NEW YORK — In this brazen town a few voices prove that silver-tongued modesty still speaks sweeter than brass-mouthed ballyhoo. One is the Pierpont Morgan Library, whose collections of rare manuscripts are legend and whose quarters in the old mansion at 29 East 36th St. are more homey than conceited.
Like the Frick collection, the place remains a haven from the hoo-ha descended like a circus tent on many of the town's larger museums. Everything about the Morgan Library inclines one to pay attention when they announce an exhibition with the somewhat hesitant assertion that it is probably the most important they have ever done.
Called "Raphael and His Circle," it is on view to Jan. 3 and consists of about 90 drawings from British and North American collections by the great Italian Renaissance artist or those influenced by him. The question of who actually did which drawing is crucial to historians and connoisseurs but to the poetic browser, it is less important than the consistency of the personality that envelopes the whole. Drawings here not by Raphael are so infused with his spirit that it almost doesn't matter.

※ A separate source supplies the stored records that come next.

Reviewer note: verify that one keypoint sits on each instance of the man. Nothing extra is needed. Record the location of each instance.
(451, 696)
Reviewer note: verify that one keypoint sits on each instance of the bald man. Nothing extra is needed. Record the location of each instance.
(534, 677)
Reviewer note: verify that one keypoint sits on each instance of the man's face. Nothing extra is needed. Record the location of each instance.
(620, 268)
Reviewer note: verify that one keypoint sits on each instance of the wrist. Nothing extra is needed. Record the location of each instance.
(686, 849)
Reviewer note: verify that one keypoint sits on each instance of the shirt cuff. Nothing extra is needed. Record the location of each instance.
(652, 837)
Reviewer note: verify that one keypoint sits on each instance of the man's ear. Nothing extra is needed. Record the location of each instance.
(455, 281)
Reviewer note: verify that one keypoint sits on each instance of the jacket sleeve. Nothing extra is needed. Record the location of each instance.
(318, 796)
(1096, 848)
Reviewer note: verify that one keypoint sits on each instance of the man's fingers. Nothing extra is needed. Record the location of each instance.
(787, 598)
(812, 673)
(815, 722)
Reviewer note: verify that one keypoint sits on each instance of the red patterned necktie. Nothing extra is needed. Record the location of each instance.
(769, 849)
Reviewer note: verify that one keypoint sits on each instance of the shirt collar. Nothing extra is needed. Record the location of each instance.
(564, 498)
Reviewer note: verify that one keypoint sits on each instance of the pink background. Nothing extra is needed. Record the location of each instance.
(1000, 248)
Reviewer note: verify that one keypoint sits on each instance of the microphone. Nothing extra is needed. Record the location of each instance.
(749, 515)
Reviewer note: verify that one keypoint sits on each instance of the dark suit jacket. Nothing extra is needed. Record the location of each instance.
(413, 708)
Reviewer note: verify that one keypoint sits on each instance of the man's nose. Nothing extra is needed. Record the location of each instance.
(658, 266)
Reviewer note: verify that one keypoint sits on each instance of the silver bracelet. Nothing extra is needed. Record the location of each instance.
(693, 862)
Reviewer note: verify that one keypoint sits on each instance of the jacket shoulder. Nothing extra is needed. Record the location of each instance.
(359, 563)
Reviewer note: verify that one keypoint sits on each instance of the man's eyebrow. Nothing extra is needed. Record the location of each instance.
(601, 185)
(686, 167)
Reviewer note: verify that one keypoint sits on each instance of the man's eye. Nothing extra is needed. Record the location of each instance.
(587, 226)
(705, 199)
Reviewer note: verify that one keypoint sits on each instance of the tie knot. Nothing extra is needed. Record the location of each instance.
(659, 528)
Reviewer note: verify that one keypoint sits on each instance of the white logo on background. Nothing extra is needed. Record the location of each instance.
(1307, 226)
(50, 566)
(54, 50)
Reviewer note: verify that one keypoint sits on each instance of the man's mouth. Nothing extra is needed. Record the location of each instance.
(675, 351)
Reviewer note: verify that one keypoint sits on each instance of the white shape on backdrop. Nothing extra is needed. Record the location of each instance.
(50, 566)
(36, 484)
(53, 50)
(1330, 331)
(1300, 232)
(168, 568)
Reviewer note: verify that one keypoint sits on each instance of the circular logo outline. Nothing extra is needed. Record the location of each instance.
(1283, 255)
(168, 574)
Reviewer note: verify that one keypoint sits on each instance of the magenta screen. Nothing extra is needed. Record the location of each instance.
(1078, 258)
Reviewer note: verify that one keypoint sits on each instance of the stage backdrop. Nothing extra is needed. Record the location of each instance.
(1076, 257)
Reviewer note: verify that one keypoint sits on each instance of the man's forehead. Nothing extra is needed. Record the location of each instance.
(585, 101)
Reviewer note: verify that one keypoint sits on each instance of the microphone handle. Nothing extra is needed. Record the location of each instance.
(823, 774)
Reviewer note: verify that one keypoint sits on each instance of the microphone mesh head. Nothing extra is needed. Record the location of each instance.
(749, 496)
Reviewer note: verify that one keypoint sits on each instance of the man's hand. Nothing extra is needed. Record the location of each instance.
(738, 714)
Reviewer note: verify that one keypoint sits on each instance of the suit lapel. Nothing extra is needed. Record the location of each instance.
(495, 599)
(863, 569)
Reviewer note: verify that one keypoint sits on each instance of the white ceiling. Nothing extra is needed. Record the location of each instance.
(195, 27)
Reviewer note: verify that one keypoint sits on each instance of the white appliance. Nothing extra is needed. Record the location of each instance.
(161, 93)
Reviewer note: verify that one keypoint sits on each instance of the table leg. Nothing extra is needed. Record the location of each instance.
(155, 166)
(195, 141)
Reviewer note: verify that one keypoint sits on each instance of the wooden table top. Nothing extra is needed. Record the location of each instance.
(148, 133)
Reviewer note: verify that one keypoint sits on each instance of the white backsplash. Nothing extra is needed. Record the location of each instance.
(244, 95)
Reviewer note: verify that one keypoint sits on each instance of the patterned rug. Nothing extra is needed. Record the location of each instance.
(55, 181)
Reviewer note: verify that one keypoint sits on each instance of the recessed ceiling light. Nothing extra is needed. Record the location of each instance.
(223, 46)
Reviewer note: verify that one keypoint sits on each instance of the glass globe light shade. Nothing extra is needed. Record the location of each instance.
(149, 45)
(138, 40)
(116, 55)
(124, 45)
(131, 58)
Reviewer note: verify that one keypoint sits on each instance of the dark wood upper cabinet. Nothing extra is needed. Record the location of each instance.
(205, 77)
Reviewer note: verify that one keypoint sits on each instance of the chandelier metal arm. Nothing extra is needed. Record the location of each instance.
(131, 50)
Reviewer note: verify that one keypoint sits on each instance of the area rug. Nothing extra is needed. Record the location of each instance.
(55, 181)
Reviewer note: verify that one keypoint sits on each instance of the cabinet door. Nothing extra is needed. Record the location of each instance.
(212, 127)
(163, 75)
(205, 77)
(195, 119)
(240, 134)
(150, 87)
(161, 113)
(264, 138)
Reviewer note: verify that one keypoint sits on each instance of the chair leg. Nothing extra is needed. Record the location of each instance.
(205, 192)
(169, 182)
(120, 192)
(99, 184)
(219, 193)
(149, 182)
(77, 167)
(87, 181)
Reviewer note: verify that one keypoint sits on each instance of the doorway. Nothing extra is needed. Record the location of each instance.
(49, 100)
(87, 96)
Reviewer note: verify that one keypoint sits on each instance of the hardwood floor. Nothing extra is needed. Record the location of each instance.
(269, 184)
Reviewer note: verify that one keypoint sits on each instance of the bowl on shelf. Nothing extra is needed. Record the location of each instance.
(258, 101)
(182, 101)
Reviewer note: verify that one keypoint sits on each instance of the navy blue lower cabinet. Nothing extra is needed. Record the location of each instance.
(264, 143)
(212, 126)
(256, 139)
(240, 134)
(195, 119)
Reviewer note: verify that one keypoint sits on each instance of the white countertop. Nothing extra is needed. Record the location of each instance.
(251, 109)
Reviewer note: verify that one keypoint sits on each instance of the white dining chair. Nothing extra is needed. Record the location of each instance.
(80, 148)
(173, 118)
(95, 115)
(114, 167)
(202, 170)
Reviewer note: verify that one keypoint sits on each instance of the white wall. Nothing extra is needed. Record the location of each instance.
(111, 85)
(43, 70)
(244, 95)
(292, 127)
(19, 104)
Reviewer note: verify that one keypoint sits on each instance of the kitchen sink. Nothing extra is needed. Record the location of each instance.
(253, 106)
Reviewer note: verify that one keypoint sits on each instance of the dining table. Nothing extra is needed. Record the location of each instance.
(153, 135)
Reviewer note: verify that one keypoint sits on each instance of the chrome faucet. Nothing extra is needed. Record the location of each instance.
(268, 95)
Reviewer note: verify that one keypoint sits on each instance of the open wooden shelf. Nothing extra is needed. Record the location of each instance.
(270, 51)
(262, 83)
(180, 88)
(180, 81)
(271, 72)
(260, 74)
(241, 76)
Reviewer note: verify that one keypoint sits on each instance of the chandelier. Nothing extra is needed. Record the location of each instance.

That spirit is one to bring joy and solace to any guy whose appearance in beardless youth inspired school-yard bullies and campus thugs to call him a sissy and an arty egghead. Raphael was the sweetest and most agreeable of artists. Born in pastoral Urbino in 1483 and elevated to artistic apotheosis in Rome, he painted religious and allegorical subjects with an eye so humane that real people are as lovely as angels and angels are as real as you and I. When citizens seeking culture in extension courses first encounter him, billed with Leonardo and Michelangelo as one of the three great geniuses of the High Renaissance, they take it on faith from the professor but in their hearts they don't believe it. Leonardo's creativity and Michelangelo's passion are easily grasped by modern eyes but who was this guy with his Madonna of the Goldfinch, Madonna of the Pigeon, Madonna of the Speckled Grackle? They all look alike with their Gerber baby food infants and their virgins as perfect and perfectly boring as a Beverly Hills hostess.